I watched as Steph trailed a french fry through a pool of ketchup, and then into a big plastic vat of the good ranch dressing Ben Franklin made gallons of, before popping the fry into her mouth and starting on another. “But why are you going now?” she asked, the chew of mealy potato thick in her braces. “Why not wait until next fall, or until spring semester at least.”

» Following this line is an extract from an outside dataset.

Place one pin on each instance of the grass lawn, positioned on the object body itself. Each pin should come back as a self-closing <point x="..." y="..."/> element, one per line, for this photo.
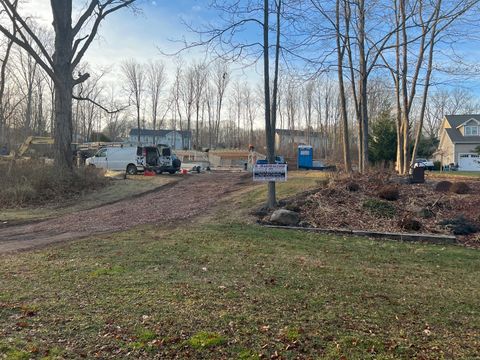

I had wanted to ask the same thing, but was glad that Steph did it for me. I didn’t want Irene to notice how jealous I was. I could see part of that brochure from where I sat: fresh-faced girls playing lacrosse, or cuddled in thick wool cardigans sipping cocoa in rooms filled with leather-bound books. It really was just like the movies.

Irene took another drink of her Perrier. Then she screwed on the cap really slowly, sort of puzzling her forehead, as though what Steph had asked was just incredibly thought-provoking or something. Finally she said, “My parents think it’s best that I start my education at Maybrook as soon as possible. No offense, you guys,” she said, looking right at me, “but it’s not like Miles City is known for its outstanding school system.”